The stocks an investor owns are not just islands unto themselves within a portfolio. Often times they are intertwined in ways we don’t usually consider.

Almost like a hockey team – some playing offence, some playing defence, and some paying dividends with intangible contributions beyond the scoresheet.

It’s a good exercise for investors to think of the companies they own as closely related cogs powering the global economy.

John O’Connell, Chairman & CEO of Davis Rea Investment Counsel, gives some good examples in his monthly letter to the firm’s clients.

All the companies that you own have now reported earnings for the quarter ended March, 2021.

These companies continue to navigate well the various challenges that have beset the world since the outbreak of the Coronavirus early last year.

It is a testament to the strength and creativity of the management teams and the products and services they deliver to their customers.

Our goal is to always invest in the best companies in the world, stick with them and watch them grow, all the while keeping an eye on the horizon for trouble.

There are no changes to our long-term positive outlook for the companies which we have chosen for your accounts.

As always, there are company-specific issues that must be navigated, but the general economic backdrop for continued global recovery continues to be a positive tailwind.

Now the fun part – and why we own the following companies:

Reading the news on your Google news page, or seeing your friend’s new kitchen posted on Facebook, you feel like you should do something too with all the money that keeps showing up in your bank account.

You take that deposit and give the money to your local Home Depot, and they give you a new lawnmower from Stanley Black & Decker.

Or you buy a new iPad from Apple, paying for it with your Visa card, and have FedEx deliver it to your door.

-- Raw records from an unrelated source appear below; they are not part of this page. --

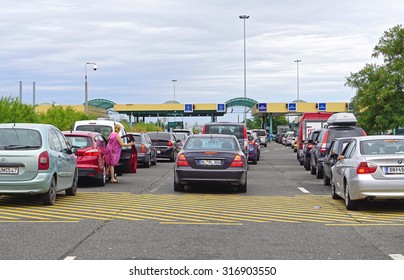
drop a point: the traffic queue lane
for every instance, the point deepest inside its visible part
(285, 214)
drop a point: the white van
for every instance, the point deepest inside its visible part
(105, 127)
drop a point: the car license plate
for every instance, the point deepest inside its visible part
(9, 170)
(210, 162)
(394, 170)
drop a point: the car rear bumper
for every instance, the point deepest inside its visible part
(370, 188)
(237, 176)
(40, 184)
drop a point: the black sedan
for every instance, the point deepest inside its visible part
(211, 158)
(166, 144)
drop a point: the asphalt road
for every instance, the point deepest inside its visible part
(286, 214)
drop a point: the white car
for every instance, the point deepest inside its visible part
(370, 167)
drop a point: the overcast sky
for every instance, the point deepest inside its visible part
(141, 46)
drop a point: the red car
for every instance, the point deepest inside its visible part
(90, 154)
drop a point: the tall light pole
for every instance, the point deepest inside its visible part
(244, 17)
(86, 84)
(297, 63)
(174, 81)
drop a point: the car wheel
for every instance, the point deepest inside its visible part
(242, 187)
(312, 170)
(102, 181)
(326, 180)
(148, 162)
(319, 173)
(333, 193)
(73, 189)
(350, 204)
(49, 197)
(178, 187)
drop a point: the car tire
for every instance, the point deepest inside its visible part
(103, 180)
(326, 180)
(350, 204)
(242, 188)
(334, 195)
(73, 189)
(49, 197)
(319, 173)
(312, 170)
(178, 187)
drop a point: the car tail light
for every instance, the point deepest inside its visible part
(143, 149)
(365, 168)
(43, 161)
(237, 162)
(182, 160)
(323, 148)
(92, 152)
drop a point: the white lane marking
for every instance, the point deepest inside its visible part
(396, 256)
(303, 190)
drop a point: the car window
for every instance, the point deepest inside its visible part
(54, 141)
(218, 144)
(382, 146)
(350, 149)
(25, 138)
(236, 130)
(79, 141)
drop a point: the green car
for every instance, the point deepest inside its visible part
(36, 159)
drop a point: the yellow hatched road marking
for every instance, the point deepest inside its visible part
(202, 209)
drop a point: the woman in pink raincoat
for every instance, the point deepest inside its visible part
(113, 151)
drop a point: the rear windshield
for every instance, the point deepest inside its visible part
(20, 139)
(79, 141)
(236, 130)
(260, 132)
(160, 135)
(382, 146)
(344, 132)
(138, 138)
(216, 144)
(105, 130)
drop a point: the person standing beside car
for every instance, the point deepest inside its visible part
(113, 151)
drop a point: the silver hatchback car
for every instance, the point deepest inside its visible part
(36, 159)
(370, 167)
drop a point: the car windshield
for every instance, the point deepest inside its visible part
(19, 139)
(180, 136)
(236, 130)
(382, 146)
(105, 130)
(216, 144)
(159, 135)
(260, 132)
(79, 141)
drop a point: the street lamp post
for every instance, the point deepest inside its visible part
(174, 81)
(86, 84)
(297, 63)
(244, 17)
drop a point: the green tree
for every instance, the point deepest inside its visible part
(379, 99)
(62, 118)
(12, 110)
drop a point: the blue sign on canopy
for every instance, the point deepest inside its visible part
(322, 107)
(188, 108)
(262, 107)
(292, 107)
(221, 107)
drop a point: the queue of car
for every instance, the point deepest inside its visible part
(356, 166)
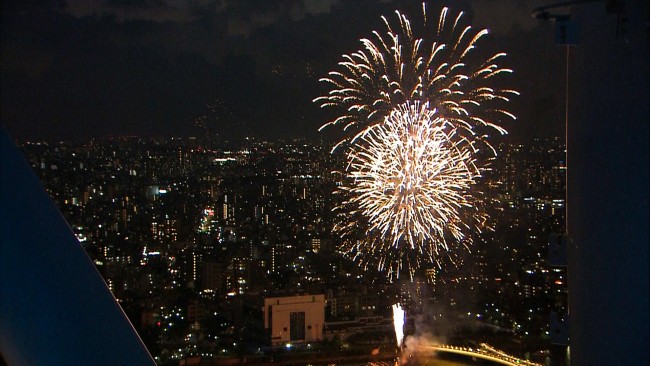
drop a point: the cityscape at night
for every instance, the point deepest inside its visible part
(192, 237)
(307, 182)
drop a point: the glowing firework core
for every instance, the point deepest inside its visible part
(415, 112)
(398, 322)
(411, 177)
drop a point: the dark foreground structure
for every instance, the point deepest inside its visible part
(55, 308)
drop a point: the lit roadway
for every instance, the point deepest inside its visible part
(485, 352)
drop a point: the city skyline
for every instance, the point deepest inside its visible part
(182, 149)
(189, 235)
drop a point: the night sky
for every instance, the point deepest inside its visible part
(79, 69)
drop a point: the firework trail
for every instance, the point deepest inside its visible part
(396, 66)
(407, 186)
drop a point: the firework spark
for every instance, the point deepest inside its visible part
(396, 67)
(417, 113)
(409, 179)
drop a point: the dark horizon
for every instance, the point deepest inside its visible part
(75, 71)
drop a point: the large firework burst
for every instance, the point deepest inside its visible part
(398, 66)
(409, 178)
(416, 114)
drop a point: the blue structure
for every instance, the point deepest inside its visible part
(55, 308)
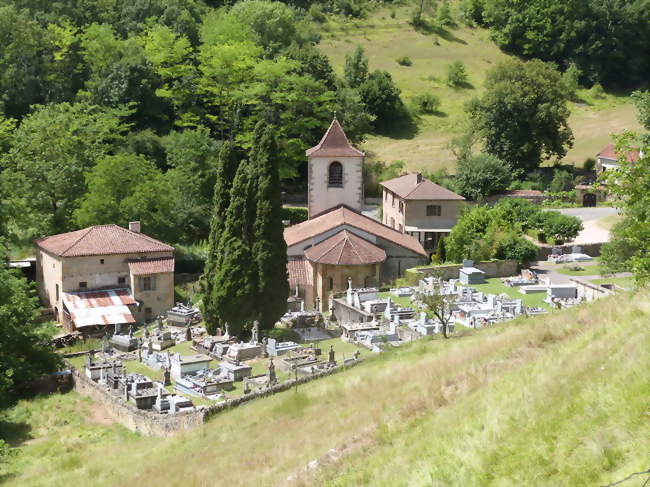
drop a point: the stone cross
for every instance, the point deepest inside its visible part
(272, 377)
(255, 337)
(331, 358)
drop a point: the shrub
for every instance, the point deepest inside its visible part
(294, 214)
(426, 103)
(456, 74)
(562, 181)
(482, 175)
(404, 61)
(516, 247)
(559, 226)
(316, 13)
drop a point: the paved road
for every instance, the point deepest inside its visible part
(592, 232)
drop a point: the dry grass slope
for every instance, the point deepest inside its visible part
(556, 400)
(385, 39)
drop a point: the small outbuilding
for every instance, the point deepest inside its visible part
(468, 274)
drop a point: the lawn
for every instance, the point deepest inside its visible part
(385, 39)
(558, 399)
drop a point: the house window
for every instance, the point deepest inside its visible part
(335, 175)
(147, 283)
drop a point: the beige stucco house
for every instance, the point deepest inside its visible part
(338, 242)
(418, 207)
(104, 275)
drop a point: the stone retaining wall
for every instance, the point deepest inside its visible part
(492, 268)
(150, 423)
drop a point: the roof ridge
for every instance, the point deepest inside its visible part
(84, 235)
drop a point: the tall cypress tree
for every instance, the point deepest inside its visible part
(234, 287)
(269, 248)
(226, 169)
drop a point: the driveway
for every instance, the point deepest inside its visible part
(593, 232)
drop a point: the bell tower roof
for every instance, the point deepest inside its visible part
(334, 144)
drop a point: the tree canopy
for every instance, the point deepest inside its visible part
(522, 116)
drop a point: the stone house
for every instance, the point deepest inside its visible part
(338, 242)
(414, 205)
(608, 158)
(104, 275)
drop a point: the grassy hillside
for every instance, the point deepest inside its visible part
(555, 400)
(387, 38)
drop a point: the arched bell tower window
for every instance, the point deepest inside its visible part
(335, 177)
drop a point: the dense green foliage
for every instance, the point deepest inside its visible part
(522, 116)
(630, 185)
(604, 38)
(25, 352)
(245, 276)
(482, 175)
(484, 233)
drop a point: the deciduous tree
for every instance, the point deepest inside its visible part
(523, 115)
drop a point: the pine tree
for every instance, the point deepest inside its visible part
(269, 248)
(234, 285)
(226, 169)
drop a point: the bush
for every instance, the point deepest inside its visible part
(294, 214)
(404, 61)
(316, 13)
(516, 247)
(482, 175)
(562, 181)
(456, 74)
(426, 103)
(559, 226)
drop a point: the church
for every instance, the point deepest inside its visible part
(338, 242)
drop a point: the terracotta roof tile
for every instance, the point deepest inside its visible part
(334, 144)
(101, 240)
(345, 248)
(609, 152)
(151, 266)
(299, 273)
(414, 187)
(342, 215)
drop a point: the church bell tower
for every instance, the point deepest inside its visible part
(335, 173)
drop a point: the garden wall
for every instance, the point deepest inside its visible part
(492, 268)
(150, 423)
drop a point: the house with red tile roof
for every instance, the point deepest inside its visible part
(608, 158)
(104, 275)
(418, 207)
(338, 242)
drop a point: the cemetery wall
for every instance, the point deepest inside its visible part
(150, 423)
(147, 423)
(492, 268)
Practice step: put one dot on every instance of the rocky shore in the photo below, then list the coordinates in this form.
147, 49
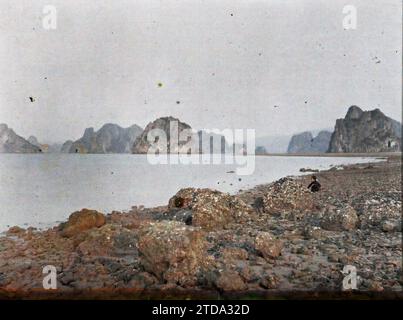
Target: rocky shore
274, 240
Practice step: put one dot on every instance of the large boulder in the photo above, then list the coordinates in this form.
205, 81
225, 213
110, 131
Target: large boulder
80, 221
211, 209
339, 219
287, 196
173, 252
268, 246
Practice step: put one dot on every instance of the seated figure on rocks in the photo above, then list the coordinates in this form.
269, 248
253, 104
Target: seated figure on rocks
314, 186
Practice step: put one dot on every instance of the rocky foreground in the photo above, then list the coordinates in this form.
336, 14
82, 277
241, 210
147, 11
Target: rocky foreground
274, 240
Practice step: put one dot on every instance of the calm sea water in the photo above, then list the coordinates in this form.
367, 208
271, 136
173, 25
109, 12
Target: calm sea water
42, 190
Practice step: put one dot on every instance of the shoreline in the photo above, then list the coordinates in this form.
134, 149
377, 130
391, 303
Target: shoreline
229, 187
309, 256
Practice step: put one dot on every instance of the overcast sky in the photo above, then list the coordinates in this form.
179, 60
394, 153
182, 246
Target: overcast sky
222, 64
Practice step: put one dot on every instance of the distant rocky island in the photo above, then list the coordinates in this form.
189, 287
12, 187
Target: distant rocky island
359, 132
198, 142
366, 131
111, 138
10, 142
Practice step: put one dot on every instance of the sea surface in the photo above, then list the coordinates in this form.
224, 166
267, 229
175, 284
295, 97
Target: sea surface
42, 190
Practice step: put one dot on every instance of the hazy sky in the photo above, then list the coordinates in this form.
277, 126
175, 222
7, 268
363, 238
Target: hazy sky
227, 63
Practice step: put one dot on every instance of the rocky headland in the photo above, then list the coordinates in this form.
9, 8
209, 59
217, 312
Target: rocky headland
366, 131
110, 138
10, 142
274, 240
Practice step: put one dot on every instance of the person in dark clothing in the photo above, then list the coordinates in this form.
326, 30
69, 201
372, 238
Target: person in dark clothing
314, 186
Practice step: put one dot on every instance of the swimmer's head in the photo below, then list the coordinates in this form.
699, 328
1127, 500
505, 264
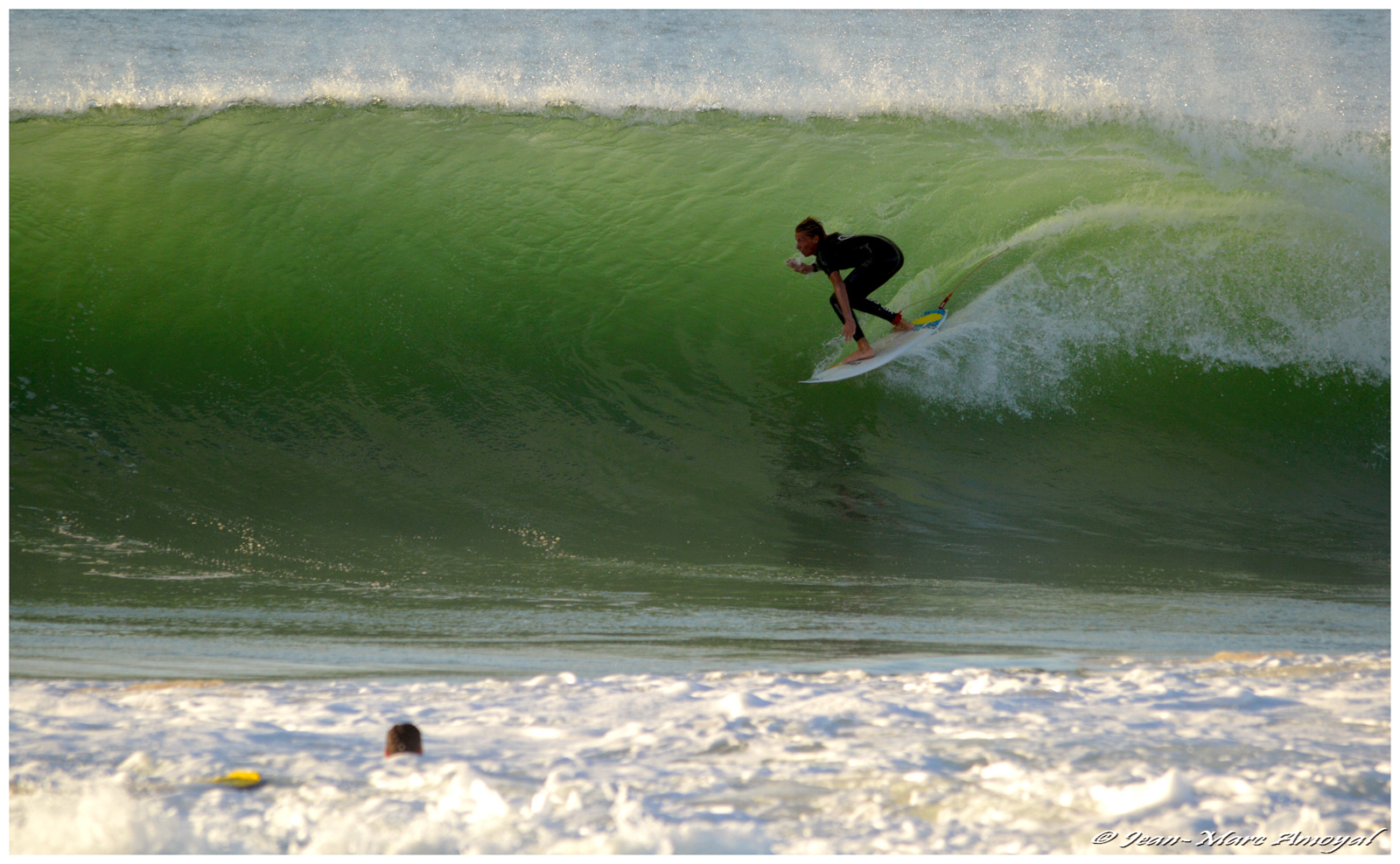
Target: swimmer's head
809, 233
403, 738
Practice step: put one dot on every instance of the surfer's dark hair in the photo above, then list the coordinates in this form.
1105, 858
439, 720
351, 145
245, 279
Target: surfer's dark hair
811, 228
403, 738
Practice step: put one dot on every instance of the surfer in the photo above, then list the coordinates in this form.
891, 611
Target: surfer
870, 257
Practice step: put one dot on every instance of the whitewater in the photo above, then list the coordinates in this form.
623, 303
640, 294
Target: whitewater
375, 366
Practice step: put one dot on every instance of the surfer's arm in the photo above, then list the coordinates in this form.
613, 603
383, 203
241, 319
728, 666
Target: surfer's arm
839, 289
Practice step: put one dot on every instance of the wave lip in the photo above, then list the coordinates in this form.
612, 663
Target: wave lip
1220, 66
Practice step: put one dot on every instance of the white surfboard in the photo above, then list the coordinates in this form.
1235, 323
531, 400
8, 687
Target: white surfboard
886, 350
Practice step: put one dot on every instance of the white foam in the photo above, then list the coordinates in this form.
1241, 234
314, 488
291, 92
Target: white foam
972, 761
1281, 70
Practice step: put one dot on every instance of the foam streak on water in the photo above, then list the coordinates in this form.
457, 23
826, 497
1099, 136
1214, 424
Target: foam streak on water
976, 761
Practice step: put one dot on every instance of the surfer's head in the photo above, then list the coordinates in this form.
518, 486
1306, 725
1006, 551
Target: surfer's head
809, 233
403, 738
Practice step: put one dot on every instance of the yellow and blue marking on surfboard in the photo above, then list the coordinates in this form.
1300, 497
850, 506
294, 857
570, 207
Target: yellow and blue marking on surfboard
930, 319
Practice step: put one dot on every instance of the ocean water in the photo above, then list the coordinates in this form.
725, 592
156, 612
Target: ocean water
441, 366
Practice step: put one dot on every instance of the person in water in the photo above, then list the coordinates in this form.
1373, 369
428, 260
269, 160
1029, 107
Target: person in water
403, 738
870, 257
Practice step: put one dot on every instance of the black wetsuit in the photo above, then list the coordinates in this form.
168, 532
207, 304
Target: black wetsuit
875, 261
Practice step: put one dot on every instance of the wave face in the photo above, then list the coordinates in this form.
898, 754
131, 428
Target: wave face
438, 338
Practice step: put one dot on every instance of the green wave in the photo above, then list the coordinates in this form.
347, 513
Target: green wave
382, 340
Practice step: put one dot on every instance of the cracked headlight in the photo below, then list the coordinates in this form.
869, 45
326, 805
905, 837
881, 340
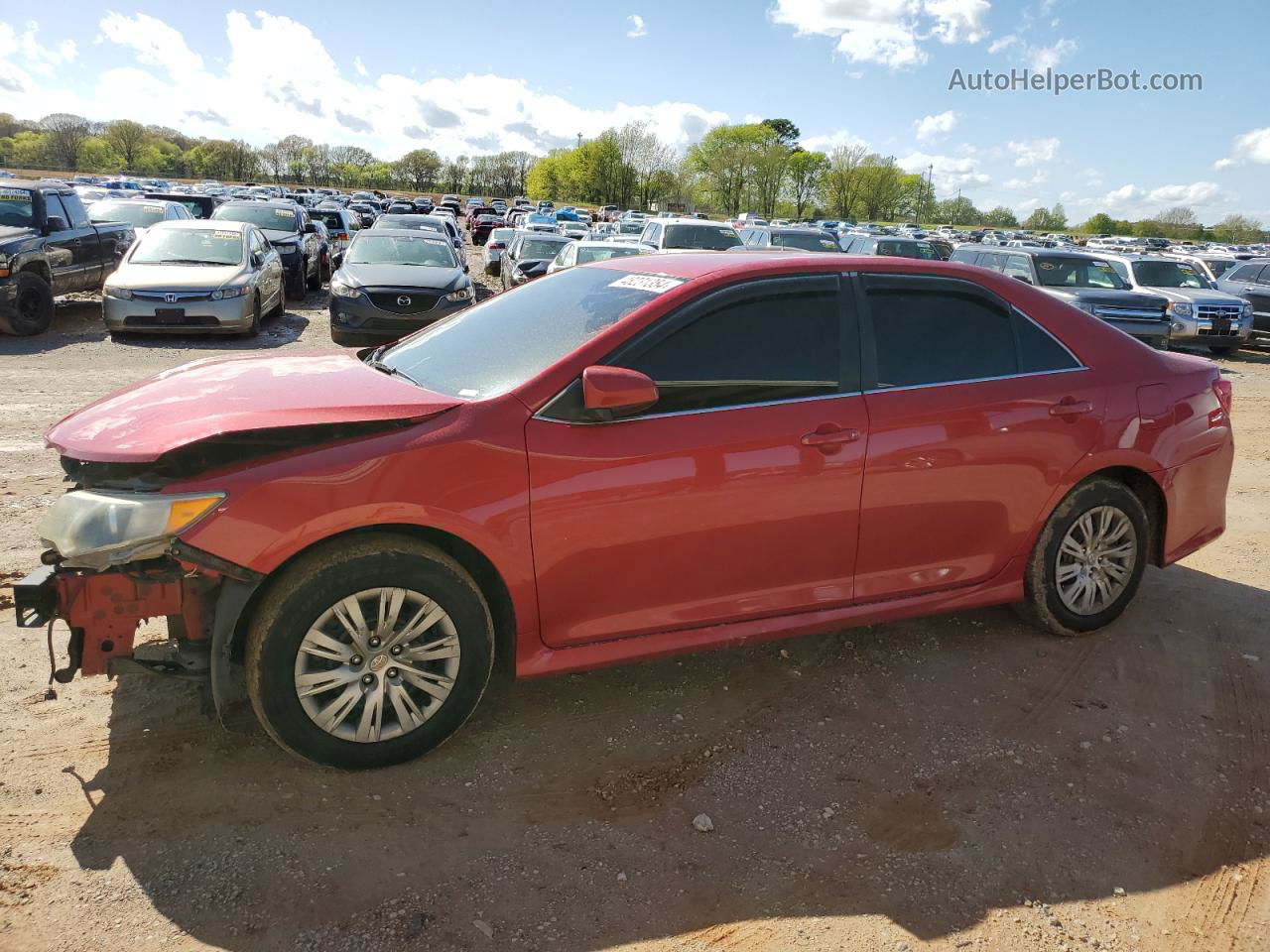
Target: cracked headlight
99, 530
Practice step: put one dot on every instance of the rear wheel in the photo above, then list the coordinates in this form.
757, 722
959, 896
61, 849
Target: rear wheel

Your new iPad is fantastic, so you watch the most recent Disney movie and while watching, you order McDonald’s for a snack.The people from McDonald’s are all wearing uniforms and washing their hands with sanitizer delivered and made by Cintas.

Cintas recently has been buying smaller competitors suffering from the pandemic.

J.P. Morgan, Bank of America, Citibank and PNC Financial provide banking loans to all of Cintas’ suffering competitors.

The banks politely suggest that for the sake of keeping the loans in good standing they should sell their business to Cintas.

The banks are especially pleased because they get a bad loan off the books and get paid to do it.

Cintas hires Accenture for advice on how to integrate the businesses they bought, and Accenture suggests Microsoft’s productivity software hosted on Amazon.com’s cloud servers.

Cintas buys Covid testing equipment from Thermo Fisher Scientific and adds United Health Group benefits to all their new employees so that they can get a hip replacement from Stryker.

Stryker uses Rockwell Automation software and robotics to make the hips in a safe and clean environment.

Rockwell has lots of trade secrets the Russian and Chinese hackers are trying to steal, so they use Raytheon’s cyber security software. Cool, huh?

The stock market will do what it does. The governments will do what they do. The press will scream as loudly as they can to get your attention, and interview experts like us to try to make sense of it all.

The companies you own will ignore it all and go about their daily business.

Are stocks overvalued? There are a lot of stocks in the world. You own amongst the best in the world, and they are doing just fine and will for a long time.